I made my way down slowly and finally reached the bottom of the stairs. The basement looked just as foreboding as it always had, maybe even more so, with more clutter and mess than I remembered.
Following Grandpa’s instructions, I turned right and made my way past a stack of old luggage and backyard furniture and headed to a rickety bookcase next to the furnace. On the bottom shelf, there was an old set of encyclopedias, stacked every which way in several
precarious piles. Behind the last stack on the right, Grandpa said, I’d find a small cigar box and inside, the “thing” he wanted me to have.
I stood there for a good five minutes deciding if I really wanted to know what was in the box—what if it actually was a hand? What would I do with it? Then, telling myself to man up, I took a deep breath and dug it out. Covered with dust, the box looked old and ordinary, like something you’d use to store odds and ends, and not, I hoped, bits and pieces of a body. I blew off the dust from the top and opened it slowly, dreading what I’d find inside.
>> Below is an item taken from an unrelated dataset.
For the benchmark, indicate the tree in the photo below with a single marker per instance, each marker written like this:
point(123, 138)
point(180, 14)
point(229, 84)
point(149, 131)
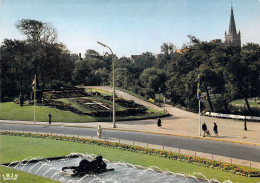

It was a ring. A ring I’d know anywhere: Nick the Greek’s big, gold signet ring. Its shine had dulled over the years, but the image of the god on the top still grabbed my attention, as did the folded, yellowing paper underneath.
I took it out and opened it. It was a note to me from Grandpa Shy in his spindly writing.
Petey,
I know your Grandpa Louie and I scared the shit out of you with our stories about what we did to card cheaters. But they were just stories. Before he died, Louie made me promise to tell you the truth and give you this ring. Nick the Greek was the biggest cheater of them all. Sly and crafty. We never really caught him at it, but we knew he was doing it. So, when he decided to move back to Greece, we decided to take a souvenir: his good luck ring. He never wore it to work, so Louie snuck into his apartment one afternoon while I kept him busy in the coffee shop. Maybe he thought he’d lost it, or that his luck had run out. Who knows? Who cares? He left a few days later and we never heard from him again. Now, the ring is yours. But please, don’t tell your mother. She’d kill me.
Grandpa Shy
I STOOD there open-mouthed with Grandpa Shy’s letter in one hand and Nick the Greek’s ring in the other. For a moment, I thought about finding Nick in Greece and returning the ring anonymously, but that seemed crazy, and who knew if he was even still alive and still cheating at cards.